Functional Description of a Feed Forward Neural Network with 2 Hidden Layers

49 Views Asked by At

In the linked paper by Guliyev and Ismailov (paper) they claim at the top of the second page (correctly I believe) that the output of a 2 hidden layer feed forward neural network with $k$ units in the first layer and $m$ units in the second can be expressed as $$ \sum_{i=1}^m e_i \sigma\left( \sum_{j=1}^k c_{ij} \sigma(\mathbf{w}^{ij} \cdot \mathbf{x} - \theta_{ij}) - \xi_i \right) $$ Where $\mathbf{x}, \mathbf{w}^{ij} \in \mathbb{R}^d$ ($\mathbf{x}$ is the input to the network).

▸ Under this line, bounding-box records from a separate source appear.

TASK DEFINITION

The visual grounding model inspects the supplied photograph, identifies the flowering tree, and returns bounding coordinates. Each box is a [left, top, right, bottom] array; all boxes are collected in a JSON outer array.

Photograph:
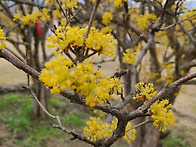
[[0, 0, 196, 147]]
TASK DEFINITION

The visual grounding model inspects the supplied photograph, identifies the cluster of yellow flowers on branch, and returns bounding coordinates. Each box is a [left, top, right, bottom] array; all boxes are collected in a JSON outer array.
[[133, 82, 157, 102], [133, 82, 175, 132], [83, 117, 136, 143], [47, 26, 117, 60], [40, 56, 122, 107], [0, 28, 6, 49]]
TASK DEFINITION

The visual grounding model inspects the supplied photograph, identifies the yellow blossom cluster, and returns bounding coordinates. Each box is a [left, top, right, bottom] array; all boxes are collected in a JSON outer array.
[[133, 82, 157, 102], [83, 117, 136, 143], [123, 49, 137, 65], [14, 8, 50, 25], [46, 0, 78, 10], [161, 62, 174, 84], [47, 26, 117, 57], [137, 14, 157, 30], [157, 0, 164, 3], [150, 100, 175, 132], [184, 9, 196, 23], [40, 56, 122, 108], [112, 0, 127, 8], [0, 28, 6, 49], [102, 12, 113, 25]]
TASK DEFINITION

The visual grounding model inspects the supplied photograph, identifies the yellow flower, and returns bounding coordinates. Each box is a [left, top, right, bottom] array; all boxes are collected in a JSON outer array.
[[137, 14, 157, 29], [133, 82, 157, 102], [47, 26, 117, 57], [40, 56, 122, 108], [102, 12, 113, 25], [123, 49, 136, 65], [83, 117, 136, 143], [0, 28, 6, 49]]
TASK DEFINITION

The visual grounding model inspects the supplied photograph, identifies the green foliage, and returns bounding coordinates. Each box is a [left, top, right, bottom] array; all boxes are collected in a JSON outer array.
[[0, 93, 91, 147]]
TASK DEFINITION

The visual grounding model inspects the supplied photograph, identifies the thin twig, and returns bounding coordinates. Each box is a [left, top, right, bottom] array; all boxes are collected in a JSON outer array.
[[160, 13, 196, 31], [125, 119, 153, 133]]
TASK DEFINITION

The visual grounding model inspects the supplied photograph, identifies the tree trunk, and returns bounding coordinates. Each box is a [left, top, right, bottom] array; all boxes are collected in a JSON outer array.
[[33, 79, 50, 117]]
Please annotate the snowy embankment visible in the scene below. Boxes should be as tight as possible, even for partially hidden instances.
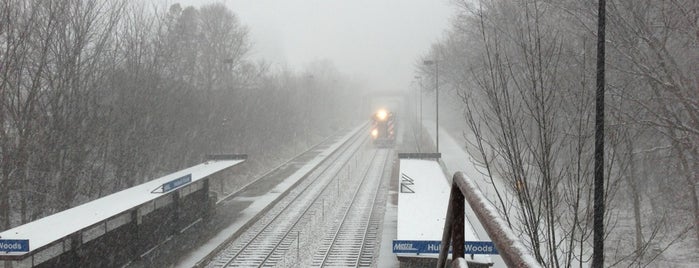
[423,120,568,267]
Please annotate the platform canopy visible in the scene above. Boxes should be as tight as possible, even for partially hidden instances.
[0,158,245,259]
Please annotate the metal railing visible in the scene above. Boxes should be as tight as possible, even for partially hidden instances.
[437,172,540,268]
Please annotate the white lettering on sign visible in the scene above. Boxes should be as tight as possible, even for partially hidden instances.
[393,243,417,250]
[465,244,493,252]
[0,242,22,251]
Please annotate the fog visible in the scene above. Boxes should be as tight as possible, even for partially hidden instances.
[178,0,453,90]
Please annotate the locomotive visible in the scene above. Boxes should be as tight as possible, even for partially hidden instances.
[371,109,396,147]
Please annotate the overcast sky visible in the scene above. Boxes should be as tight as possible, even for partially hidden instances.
[173,0,452,90]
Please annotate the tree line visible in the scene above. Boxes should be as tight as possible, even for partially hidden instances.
[418,0,699,267]
[0,0,359,230]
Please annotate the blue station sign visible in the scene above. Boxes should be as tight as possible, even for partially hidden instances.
[393,240,498,255]
[163,174,192,193]
[0,239,29,252]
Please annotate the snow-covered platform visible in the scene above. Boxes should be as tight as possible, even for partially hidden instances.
[393,154,492,266]
[0,155,245,267]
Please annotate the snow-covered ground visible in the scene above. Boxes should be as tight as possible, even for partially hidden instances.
[393,159,491,263]
[175,125,364,267]
[0,160,244,255]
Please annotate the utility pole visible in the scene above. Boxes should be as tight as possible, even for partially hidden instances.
[592,0,606,267]
[415,76,422,147]
[423,59,439,153]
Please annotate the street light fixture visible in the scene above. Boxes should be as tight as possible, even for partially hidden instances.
[422,60,439,153]
[415,76,422,148]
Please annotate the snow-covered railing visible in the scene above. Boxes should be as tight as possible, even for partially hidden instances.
[437,172,541,268]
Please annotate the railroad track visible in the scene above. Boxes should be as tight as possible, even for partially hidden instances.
[311,149,391,267]
[205,124,367,267]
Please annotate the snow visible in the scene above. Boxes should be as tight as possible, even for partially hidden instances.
[376,187,400,267]
[175,124,365,267]
[423,119,507,268]
[396,159,454,241]
[0,160,244,256]
[396,159,492,263]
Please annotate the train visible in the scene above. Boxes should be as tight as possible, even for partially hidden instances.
[371,109,396,147]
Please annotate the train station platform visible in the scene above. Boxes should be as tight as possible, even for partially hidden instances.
[381,153,492,267]
[0,155,245,268]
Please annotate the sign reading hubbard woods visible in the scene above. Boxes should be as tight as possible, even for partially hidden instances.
[393,240,498,255]
[0,239,29,253]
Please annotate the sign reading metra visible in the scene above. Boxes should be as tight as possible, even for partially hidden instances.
[163,174,192,193]
[393,240,498,255]
[0,239,29,252]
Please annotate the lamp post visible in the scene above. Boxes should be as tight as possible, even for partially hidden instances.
[415,76,422,147]
[423,60,439,153]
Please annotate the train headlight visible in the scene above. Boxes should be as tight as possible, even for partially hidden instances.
[376,109,388,121]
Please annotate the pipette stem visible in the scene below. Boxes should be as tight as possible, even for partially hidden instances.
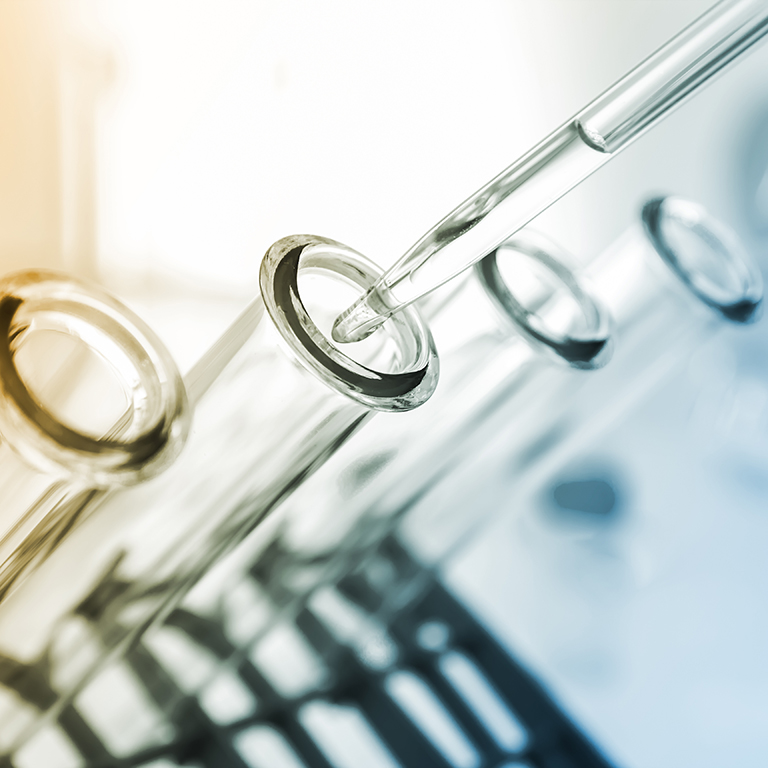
[333,0,768,342]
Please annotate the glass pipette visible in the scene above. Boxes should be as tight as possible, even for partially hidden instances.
[333,0,768,342]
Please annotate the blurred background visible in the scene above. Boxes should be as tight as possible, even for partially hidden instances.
[0,0,768,768]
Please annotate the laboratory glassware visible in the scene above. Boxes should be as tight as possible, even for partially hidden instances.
[0,236,438,751]
[333,0,768,341]
[0,271,190,601]
[18,198,761,766]
[19,233,610,750]
[165,198,762,736]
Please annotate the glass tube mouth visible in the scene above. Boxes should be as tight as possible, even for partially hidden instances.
[474,231,612,369]
[0,270,190,487]
[260,235,438,411]
[641,197,763,323]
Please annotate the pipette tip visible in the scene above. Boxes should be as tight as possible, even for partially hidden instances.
[331,289,392,344]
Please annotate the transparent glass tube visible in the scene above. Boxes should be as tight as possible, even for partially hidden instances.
[408,197,763,560]
[0,236,437,752]
[333,0,768,341]
[34,234,610,748]
[106,198,762,764]
[0,271,189,610]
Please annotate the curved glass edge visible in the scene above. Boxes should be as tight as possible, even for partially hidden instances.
[260,235,439,411]
[474,231,613,370]
[640,196,763,323]
[0,270,191,488]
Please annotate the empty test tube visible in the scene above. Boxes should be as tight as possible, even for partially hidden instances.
[94,233,611,736]
[0,271,189,601]
[407,197,763,559]
[0,236,437,752]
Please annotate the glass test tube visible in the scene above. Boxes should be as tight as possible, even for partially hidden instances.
[0,271,189,601]
[66,233,610,746]
[0,236,437,752]
[198,198,761,764]
[48,199,760,764]
[408,192,763,560]
[165,198,761,732]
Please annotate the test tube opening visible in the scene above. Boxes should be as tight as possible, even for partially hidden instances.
[641,197,763,323]
[475,231,611,369]
[260,235,438,411]
[0,271,189,487]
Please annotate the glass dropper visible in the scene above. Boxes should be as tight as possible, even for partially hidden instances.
[333,0,768,342]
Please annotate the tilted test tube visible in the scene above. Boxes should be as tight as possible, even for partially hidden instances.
[22,226,610,750]
[0,236,437,752]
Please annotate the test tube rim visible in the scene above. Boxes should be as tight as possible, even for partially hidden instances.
[260,235,439,411]
[0,270,191,487]
[640,195,763,323]
[474,229,613,370]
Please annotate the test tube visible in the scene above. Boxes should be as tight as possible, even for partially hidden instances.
[0,236,438,752]
[0,271,190,602]
[121,198,761,764]
[408,196,763,561]
[33,233,610,760]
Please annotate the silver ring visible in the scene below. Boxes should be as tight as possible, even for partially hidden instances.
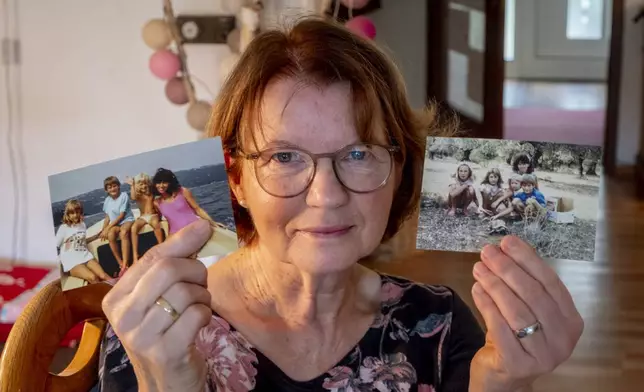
[155,297,181,323]
[514,321,541,339]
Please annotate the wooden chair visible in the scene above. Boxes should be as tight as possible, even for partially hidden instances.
[0,215,418,392]
[0,280,111,392]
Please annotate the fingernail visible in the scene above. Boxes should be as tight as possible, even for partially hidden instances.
[481,245,499,259]
[474,261,487,276]
[504,236,521,250]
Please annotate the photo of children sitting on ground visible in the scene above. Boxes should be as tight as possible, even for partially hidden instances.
[416,137,602,261]
[49,138,238,290]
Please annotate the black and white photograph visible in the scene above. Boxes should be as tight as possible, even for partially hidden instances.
[49,138,238,290]
[416,137,602,261]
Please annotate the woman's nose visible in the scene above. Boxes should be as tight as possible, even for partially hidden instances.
[306,158,349,208]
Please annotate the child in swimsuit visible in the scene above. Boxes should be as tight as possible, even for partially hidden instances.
[126,173,163,263]
[479,168,504,218]
[152,168,219,237]
[56,199,110,283]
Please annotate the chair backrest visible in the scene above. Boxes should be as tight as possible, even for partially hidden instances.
[0,280,112,392]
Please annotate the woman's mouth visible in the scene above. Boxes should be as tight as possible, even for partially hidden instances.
[300,225,354,238]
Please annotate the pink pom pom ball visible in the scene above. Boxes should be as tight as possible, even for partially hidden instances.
[345,16,376,39]
[150,49,181,80]
[341,0,370,10]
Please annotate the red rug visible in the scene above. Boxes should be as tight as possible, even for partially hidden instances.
[0,265,83,347]
[504,108,606,146]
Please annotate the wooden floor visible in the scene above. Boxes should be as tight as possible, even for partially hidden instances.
[371,175,644,392]
[5,180,644,392]
[503,79,606,110]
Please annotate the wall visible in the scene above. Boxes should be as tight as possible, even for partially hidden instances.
[0,0,235,263]
[0,0,348,264]
[617,0,644,165]
[369,0,427,108]
[505,0,612,81]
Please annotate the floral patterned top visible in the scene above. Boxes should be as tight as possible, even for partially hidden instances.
[93,274,485,392]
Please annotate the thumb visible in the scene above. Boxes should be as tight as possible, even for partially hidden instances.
[103,219,212,298]
[144,219,212,260]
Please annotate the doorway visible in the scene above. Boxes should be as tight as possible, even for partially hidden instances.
[503,0,613,146]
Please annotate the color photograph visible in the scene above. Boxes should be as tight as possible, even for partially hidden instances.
[49,138,238,290]
[416,137,602,261]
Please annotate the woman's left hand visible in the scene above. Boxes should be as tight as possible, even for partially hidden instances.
[469,236,584,392]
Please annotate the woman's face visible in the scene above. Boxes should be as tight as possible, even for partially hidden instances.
[136,181,150,194]
[458,166,470,181]
[155,181,168,195]
[105,184,121,198]
[67,210,83,223]
[234,79,399,274]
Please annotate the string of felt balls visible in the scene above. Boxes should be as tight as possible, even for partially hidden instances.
[142,0,376,131]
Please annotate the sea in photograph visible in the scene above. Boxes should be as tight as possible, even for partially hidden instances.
[52,164,235,231]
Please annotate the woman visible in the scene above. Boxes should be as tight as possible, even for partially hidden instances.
[101,19,583,392]
[152,168,217,237]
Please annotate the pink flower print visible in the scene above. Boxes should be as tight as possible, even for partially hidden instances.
[360,353,416,392]
[196,316,258,392]
[380,282,405,306]
[418,384,436,392]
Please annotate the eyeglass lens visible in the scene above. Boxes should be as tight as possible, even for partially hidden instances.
[255,144,392,197]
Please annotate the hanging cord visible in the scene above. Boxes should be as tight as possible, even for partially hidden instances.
[333,0,340,20]
[163,0,197,104]
[2,0,20,266]
[13,0,29,264]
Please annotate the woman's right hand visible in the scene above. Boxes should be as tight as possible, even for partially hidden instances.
[103,221,212,392]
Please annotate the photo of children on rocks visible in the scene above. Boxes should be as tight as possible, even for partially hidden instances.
[49,138,238,290]
[416,137,602,261]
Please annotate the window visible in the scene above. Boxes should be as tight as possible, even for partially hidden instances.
[566,0,604,40]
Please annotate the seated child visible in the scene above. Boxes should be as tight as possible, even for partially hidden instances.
[100,176,134,274]
[126,173,163,263]
[491,174,523,220]
[479,168,505,218]
[512,152,539,189]
[56,199,111,283]
[512,174,547,217]
[447,163,478,216]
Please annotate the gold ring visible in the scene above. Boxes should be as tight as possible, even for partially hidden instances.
[155,297,180,322]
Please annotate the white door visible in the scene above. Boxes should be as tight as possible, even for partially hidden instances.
[506,0,612,81]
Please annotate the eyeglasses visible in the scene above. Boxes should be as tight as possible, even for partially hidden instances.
[243,143,400,198]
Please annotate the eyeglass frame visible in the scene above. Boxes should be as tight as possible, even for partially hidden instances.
[239,143,400,199]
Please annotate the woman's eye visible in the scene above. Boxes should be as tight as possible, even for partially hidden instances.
[271,151,297,163]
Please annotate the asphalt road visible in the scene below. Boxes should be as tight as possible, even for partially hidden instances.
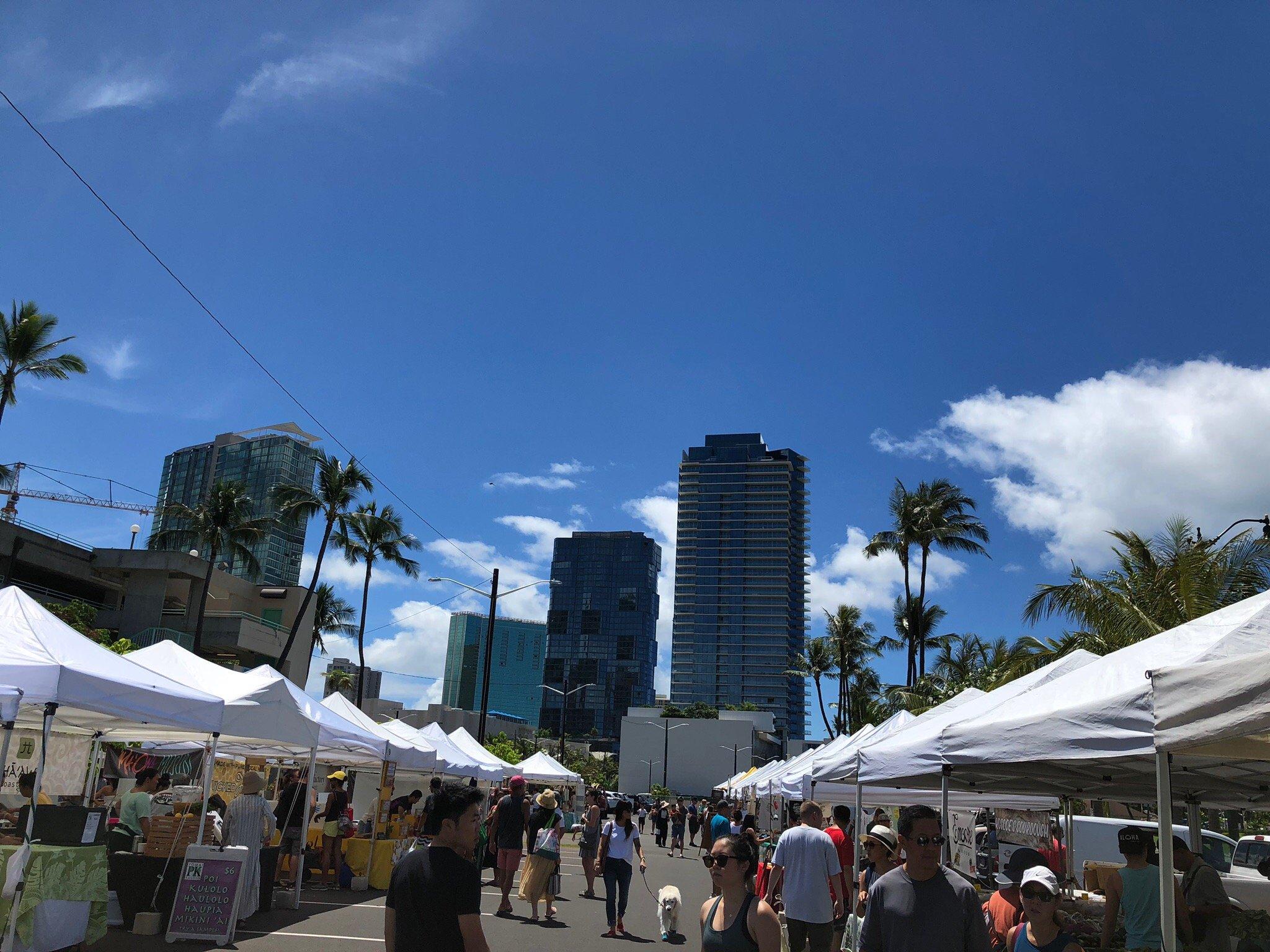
[91,832,710,952]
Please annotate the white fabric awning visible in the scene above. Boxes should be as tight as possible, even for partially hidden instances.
[515,750,582,785]
[945,591,1270,808]
[0,585,224,738]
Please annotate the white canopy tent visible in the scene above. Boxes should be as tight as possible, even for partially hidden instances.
[450,728,515,777]
[515,750,582,786]
[321,690,438,772]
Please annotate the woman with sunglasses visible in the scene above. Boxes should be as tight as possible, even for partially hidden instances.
[701,837,781,952]
[1006,866,1081,952]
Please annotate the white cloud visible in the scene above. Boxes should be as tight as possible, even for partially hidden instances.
[874,358,1270,570]
[548,459,596,476]
[809,526,965,625]
[487,472,578,490]
[221,1,465,126]
[93,340,141,379]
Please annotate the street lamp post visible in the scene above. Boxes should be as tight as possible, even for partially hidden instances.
[428,569,556,745]
[538,671,596,762]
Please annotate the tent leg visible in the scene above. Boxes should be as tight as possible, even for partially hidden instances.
[84,731,102,806]
[4,700,57,948]
[291,746,318,909]
[851,778,869,882]
[194,731,221,847]
[1156,750,1179,952]
[940,764,952,866]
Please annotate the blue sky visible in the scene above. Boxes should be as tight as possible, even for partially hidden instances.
[0,0,1270,736]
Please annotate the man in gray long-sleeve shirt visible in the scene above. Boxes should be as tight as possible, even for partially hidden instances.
[859,806,989,952]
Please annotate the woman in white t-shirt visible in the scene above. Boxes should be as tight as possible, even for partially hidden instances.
[600,800,647,938]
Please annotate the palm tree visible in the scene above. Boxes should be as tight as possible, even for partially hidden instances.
[0,301,87,431]
[824,606,881,734]
[146,481,273,654]
[865,480,926,684]
[785,638,837,738]
[913,480,988,677]
[1024,517,1270,660]
[273,453,372,671]
[309,581,357,658]
[332,500,419,707]
[326,670,353,694]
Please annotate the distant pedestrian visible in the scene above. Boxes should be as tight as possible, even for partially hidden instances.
[859,806,988,952]
[600,800,647,940]
[489,774,530,915]
[767,800,847,952]
[383,783,489,952]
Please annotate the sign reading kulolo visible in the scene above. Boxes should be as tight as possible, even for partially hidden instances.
[997,810,1054,849]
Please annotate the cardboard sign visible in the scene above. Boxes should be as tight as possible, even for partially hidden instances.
[167,847,252,946]
[949,810,975,879]
[996,809,1054,863]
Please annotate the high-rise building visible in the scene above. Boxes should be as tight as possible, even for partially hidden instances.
[538,532,662,740]
[441,612,548,726]
[670,433,809,738]
[154,423,318,585]
[321,658,383,708]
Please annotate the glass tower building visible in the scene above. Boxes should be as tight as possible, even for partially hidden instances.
[154,423,318,585]
[441,612,548,726]
[670,433,809,738]
[538,532,662,740]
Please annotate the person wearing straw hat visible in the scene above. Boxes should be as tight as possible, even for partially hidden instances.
[221,770,277,919]
[520,790,564,923]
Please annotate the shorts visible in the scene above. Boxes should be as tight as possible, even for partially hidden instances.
[498,848,525,872]
[278,826,305,855]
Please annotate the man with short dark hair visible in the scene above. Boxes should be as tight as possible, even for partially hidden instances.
[766,800,847,952]
[383,783,489,952]
[1173,837,1235,952]
[859,806,988,952]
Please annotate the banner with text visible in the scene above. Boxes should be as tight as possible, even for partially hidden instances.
[949,810,975,879]
[997,810,1054,849]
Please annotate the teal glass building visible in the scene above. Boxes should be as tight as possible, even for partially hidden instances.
[441,612,548,728]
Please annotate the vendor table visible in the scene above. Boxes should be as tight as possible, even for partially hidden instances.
[103,847,278,929]
[0,845,107,952]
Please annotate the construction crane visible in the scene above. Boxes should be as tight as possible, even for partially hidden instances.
[0,464,154,522]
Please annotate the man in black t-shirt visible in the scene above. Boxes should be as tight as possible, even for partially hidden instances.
[383,783,489,952]
[423,777,441,837]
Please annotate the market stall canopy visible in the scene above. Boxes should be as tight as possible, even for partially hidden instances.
[515,750,582,785]
[0,684,22,723]
[380,720,503,781]
[0,585,224,736]
[857,650,1099,790]
[321,690,437,770]
[945,591,1270,808]
[450,728,515,777]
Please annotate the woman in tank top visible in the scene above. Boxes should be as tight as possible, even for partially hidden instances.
[701,837,781,952]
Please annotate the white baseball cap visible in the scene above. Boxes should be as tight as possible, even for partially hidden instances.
[1018,866,1058,896]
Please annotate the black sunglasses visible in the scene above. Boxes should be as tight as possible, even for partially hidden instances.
[913,837,949,847]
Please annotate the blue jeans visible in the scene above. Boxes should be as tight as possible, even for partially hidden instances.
[605,857,634,929]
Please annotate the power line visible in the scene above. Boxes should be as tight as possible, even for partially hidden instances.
[0,89,491,573]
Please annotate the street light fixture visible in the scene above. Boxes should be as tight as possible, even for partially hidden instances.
[538,671,596,762]
[428,569,560,745]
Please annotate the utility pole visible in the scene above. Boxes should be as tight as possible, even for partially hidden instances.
[476,569,498,746]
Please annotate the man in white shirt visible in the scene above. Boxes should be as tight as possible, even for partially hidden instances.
[767,800,847,952]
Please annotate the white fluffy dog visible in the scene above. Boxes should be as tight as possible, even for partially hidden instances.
[657,886,683,942]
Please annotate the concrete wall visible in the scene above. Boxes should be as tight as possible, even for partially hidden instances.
[617,707,771,796]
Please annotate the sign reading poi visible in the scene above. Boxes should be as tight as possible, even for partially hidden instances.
[166,847,250,946]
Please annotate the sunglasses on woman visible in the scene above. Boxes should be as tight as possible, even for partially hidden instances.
[701,853,737,870]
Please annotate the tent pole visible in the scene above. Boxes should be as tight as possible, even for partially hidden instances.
[194,731,221,847]
[84,731,102,806]
[940,764,952,866]
[291,744,318,909]
[1156,750,1177,952]
[4,700,57,948]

My question is why do the weight vectors $\mathbf{w}^{ij}$ need two indices, instead of just being indexed with $j?$ When I worked out analytically how many parameters I would expect a network described by the above function to have I got $$ \text{params} = 2*m +2*m*k + m*k*d $$ Where the $m*k*d$ term is coming from the $\mathbf{w}^{ij}$'s. This number is much larger than what you get when you implement a 2 hidden layer network in PyTorch and print out the number of parameters. It's also much larger than what I got when I worked out the number of parameters I would expect a network with the described architecture to have. I got $$ \text{expected params} = 2*m + m*k + k*d + k $$ Which matches PyTorch (if the output doesn't have a bias). If anyone can explain what I'm misunderstanding I'd really appreciate it. Note this is in the context of the universal approximation theorem with bounded depth and bounded width. In case that's useful for understanding the notation.